142 破壊と再生

2003年9月15日

 月は満月から新月、新月から満月へと満ち欠けを繰り返すことから、古代において月は再生の象徴であり、月の神(女神)は再生の力を持つとする神話もいろいろ存在しています。「再生」という言葉はぱっと見には、非常に良い意味を持っているわけですが、それでは常に「再生」が良い方向に作用するものであるのかと言われると、必ずしもその通りだとは言えません。再生には、壊れてしまった物事を元に戻すというものと、変化した物事を元の状態に戻すために現在の姿形を一度壊してしまってから元に戻す、という2通りの過程があるのではないかと思います。元の状態をA、壊れてしまった状態をB、変化した状態をC、とすると前者はB→Aという流れで、後者はC→B→A、という流れになるわけです。前者の意味での「再生」ならば特に問題はないのですが、後者の意味での「再生」には「破壊」の意味合いが含まれる、つまり破壊と再生とは表裏一体のものである、ということになります。

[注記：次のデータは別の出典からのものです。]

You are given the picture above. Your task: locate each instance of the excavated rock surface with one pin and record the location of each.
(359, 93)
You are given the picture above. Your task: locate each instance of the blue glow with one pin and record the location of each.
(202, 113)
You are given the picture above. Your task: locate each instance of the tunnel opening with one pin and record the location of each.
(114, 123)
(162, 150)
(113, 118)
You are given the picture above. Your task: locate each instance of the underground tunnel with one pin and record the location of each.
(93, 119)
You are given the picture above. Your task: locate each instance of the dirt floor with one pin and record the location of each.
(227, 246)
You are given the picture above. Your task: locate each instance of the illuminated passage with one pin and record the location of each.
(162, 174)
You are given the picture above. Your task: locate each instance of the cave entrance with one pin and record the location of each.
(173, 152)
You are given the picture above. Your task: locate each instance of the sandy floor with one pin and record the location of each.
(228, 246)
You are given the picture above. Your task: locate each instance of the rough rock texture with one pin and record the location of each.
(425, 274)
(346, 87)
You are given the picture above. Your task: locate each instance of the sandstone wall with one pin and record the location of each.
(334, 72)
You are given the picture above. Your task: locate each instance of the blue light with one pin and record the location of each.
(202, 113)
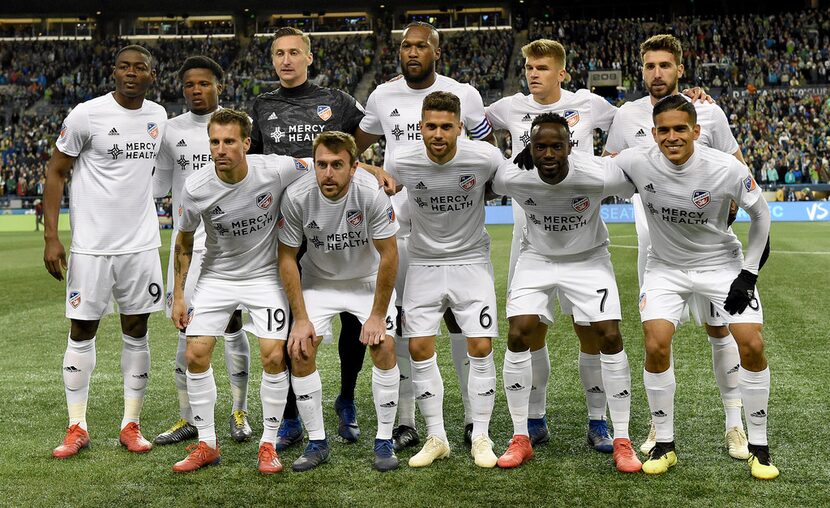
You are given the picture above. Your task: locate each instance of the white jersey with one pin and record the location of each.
(185, 149)
(447, 202)
(633, 123)
(339, 233)
(687, 206)
(111, 205)
(563, 220)
(584, 111)
(240, 219)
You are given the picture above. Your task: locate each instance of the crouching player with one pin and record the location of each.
(565, 255)
(236, 197)
(350, 266)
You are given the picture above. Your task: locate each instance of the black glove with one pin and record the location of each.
(741, 292)
(523, 159)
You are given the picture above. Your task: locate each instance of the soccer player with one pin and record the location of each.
(565, 255)
(185, 149)
(350, 267)
(449, 267)
(393, 110)
(662, 70)
(235, 198)
(286, 121)
(111, 142)
(687, 191)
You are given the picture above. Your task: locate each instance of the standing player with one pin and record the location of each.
(393, 110)
(185, 149)
(349, 267)
(693, 252)
(449, 268)
(661, 72)
(286, 121)
(112, 143)
(565, 255)
(236, 199)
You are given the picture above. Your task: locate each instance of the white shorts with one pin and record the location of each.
(468, 290)
(586, 289)
(133, 280)
(215, 300)
(326, 299)
(666, 291)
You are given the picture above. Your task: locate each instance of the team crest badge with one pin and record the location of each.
(581, 203)
(467, 182)
(264, 200)
(571, 116)
(701, 198)
(324, 112)
(74, 299)
(355, 217)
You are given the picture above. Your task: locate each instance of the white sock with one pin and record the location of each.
(725, 363)
(590, 372)
(755, 394)
(458, 344)
(406, 398)
(181, 378)
(309, 392)
(660, 389)
(482, 392)
(517, 379)
(429, 393)
(385, 385)
(78, 364)
(273, 392)
(238, 362)
(135, 367)
(540, 365)
(201, 391)
(616, 378)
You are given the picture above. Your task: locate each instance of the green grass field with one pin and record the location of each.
(794, 288)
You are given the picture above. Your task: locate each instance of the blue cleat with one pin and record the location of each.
(537, 428)
(598, 437)
(290, 433)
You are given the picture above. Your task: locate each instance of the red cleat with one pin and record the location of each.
(132, 439)
(625, 458)
(268, 462)
(76, 438)
(201, 455)
(518, 452)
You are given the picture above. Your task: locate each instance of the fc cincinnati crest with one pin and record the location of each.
(264, 200)
(580, 203)
(701, 198)
(355, 217)
(571, 116)
(324, 112)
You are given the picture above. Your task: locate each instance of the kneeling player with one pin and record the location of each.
(565, 255)
(692, 254)
(236, 199)
(343, 214)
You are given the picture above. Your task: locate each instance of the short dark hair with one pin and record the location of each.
(201, 62)
(442, 101)
(227, 116)
(336, 141)
(675, 103)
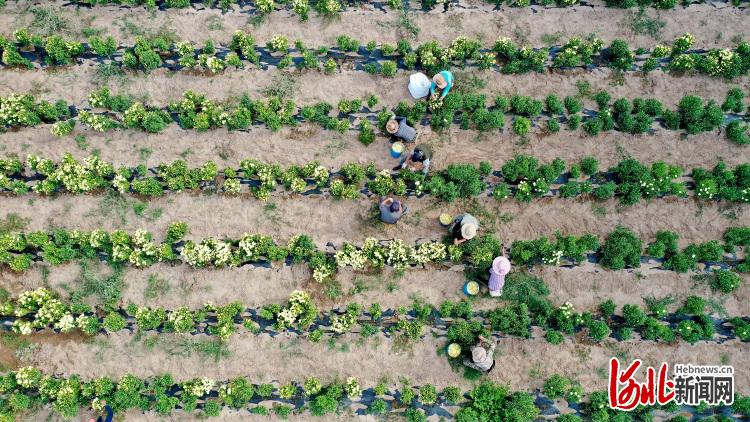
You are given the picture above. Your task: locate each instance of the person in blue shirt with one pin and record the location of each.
(107, 417)
(442, 80)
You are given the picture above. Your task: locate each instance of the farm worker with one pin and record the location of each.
(419, 85)
(417, 160)
(464, 228)
(391, 210)
(108, 417)
(399, 127)
(500, 268)
(442, 80)
(482, 356)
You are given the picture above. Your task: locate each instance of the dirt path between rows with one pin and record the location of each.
(522, 363)
(338, 221)
(173, 286)
(307, 143)
(73, 84)
(524, 25)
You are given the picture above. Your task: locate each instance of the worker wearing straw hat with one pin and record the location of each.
(499, 269)
(482, 356)
(399, 127)
(418, 159)
(442, 80)
(464, 228)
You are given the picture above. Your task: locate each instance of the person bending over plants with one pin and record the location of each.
(442, 80)
(417, 160)
(108, 413)
(398, 127)
(464, 228)
(482, 356)
(391, 210)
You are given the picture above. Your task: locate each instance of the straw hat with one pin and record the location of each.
(391, 126)
(439, 81)
(468, 231)
(501, 265)
(478, 354)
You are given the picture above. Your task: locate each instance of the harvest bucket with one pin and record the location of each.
(397, 149)
(471, 288)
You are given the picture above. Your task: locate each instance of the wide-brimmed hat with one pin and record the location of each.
(478, 354)
(440, 81)
(468, 230)
(501, 265)
(391, 126)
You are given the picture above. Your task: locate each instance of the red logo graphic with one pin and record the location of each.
(625, 393)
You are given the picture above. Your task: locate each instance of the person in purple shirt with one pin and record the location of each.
(500, 268)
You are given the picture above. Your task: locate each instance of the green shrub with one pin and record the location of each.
(553, 104)
(554, 337)
(598, 330)
(725, 281)
(619, 55)
(521, 125)
(556, 386)
(621, 249)
(634, 315)
(493, 402)
(693, 305)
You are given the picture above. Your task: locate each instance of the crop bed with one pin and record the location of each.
(189, 225)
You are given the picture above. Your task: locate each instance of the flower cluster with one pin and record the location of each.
(279, 43)
(352, 388)
(344, 322)
(198, 387)
(208, 252)
(98, 122)
(350, 256)
(299, 310)
(18, 110)
(28, 377)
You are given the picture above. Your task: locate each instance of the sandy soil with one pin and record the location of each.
(334, 221)
(585, 287)
(523, 364)
(280, 359)
(73, 84)
(527, 25)
(306, 143)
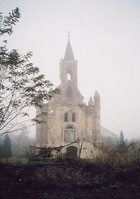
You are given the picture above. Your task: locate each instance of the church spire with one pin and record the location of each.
(68, 53)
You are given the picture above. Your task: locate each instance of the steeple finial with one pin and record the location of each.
(68, 53)
(68, 35)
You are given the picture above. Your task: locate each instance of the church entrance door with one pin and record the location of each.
(71, 151)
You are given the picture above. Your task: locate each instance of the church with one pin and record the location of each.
(69, 121)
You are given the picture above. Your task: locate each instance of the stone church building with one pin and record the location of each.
(68, 118)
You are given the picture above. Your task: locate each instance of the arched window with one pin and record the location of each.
(68, 76)
(66, 117)
(73, 117)
(69, 134)
(69, 92)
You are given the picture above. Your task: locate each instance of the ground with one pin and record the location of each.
(70, 179)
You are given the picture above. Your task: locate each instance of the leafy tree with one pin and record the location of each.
(21, 84)
(6, 147)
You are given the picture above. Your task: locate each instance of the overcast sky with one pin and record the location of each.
(105, 37)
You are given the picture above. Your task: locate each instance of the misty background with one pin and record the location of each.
(105, 37)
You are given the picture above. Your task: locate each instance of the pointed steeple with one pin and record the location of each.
(68, 53)
(90, 102)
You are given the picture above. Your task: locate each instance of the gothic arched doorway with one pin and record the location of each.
(69, 134)
(71, 151)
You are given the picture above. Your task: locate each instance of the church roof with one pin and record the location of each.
(68, 53)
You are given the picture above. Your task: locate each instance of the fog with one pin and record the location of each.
(105, 37)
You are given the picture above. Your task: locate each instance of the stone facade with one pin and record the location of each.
(68, 118)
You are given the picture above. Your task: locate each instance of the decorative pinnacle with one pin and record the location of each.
(68, 35)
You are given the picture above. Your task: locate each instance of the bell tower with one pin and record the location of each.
(68, 76)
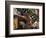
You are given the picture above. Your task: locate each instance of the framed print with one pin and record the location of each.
(24, 18)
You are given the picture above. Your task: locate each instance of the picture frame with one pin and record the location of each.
(23, 32)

前置きはここまでで、これから例によっての独断と偏見による考察になるのですが、ポポロクロイスの世界において謎の存在となっている月の精霊。精霊は世界の全てを構成するもので、闇の精霊を含めた全ての精霊を支配する力を月の精霊は持っています。その力の一部が「再生」の力であるとしましょう。それだけの力を託されていながらなぜ封印されなくてはならなかったのか、なぜパプーがあんなにも心配するほどに月の精霊が脅威と畏怖の存在になってしまったのか、その理由が破壊と再生の二面性に隠されているのではないか、とこう考えるわけなんですよね。闇の意思カオスは闇の精霊ヤズムに対してもその力を及ぼしていたほどですから、長い歴史の中において月の精霊に対しても同様に働きかけて、本来あるべき世界の姿を見誤らせたのではないのか、と。そしてその見誤った世界の姿こそが正しい世界であると信じた月の精霊が、その世界の実現(再生)を目指し、そこに存在していた世界を破壊しようとしたがために世界にとっての脅威となり、封印されることになってしまったのではないかなぁと考えた次第です。
光と闇の二面性を持ち合わせる謎の月ですが、新たに始まるアニメ「ポポロクロイス POPOLOCROIS」のイラストの中においても、暗く不気味な雰囲気を漂わせながら天空に浮かんでいます。ポポロクロイスの世界に大きく横たわるこの謎に対する答えは果たして?!